Abstract

ABSTRACT In recent years, the French state has increasingly promoted a model of counterterrorism in which the state outsources responsibility for counterterrorism duties to individual citizens. This model frames such duties as a civic responsibility to be performed by all. Working in conjunction with a vision of jihadi radicalisation borrowing from anthropologist Dounia Bouzar’s understanding of the phenomenon as a ‘dérive sectaire’, this discourse has individualised responsibility for counterterrorism on two levels. Firstly, guilt is individualised: France’s responsibility in creating its own so-called ‘home-grown’ jihadis is obscured, with radicalisation instead framed as entirely down to the cultish influence that malevolent recruiters exercise over vulnerable recruits. Secondly, responsibility for ‘deradicalisation’ is also individualised: citizens are held individually responsible for this work, with the state’s role reduced purely to its carceral functions.
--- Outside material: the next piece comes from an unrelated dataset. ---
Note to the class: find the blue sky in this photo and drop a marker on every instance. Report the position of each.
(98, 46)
This article argues that two recent films depicting young women being ‘radicalised’, Ne m’abandonne pas (Durringer 2016) and Le Ciel attendra (Mention-Schaar 2016), reproduce this highly neoliberal vision of counterterrorism. This is particularly problematic given that both directors framed their films as didactic interventions educating viewers about the ‘realities’ of jihadi radicalisation: a framing widely accepted by reviewers and state representatives, including then Minister for National Education Najat Vallaud-Belkacem.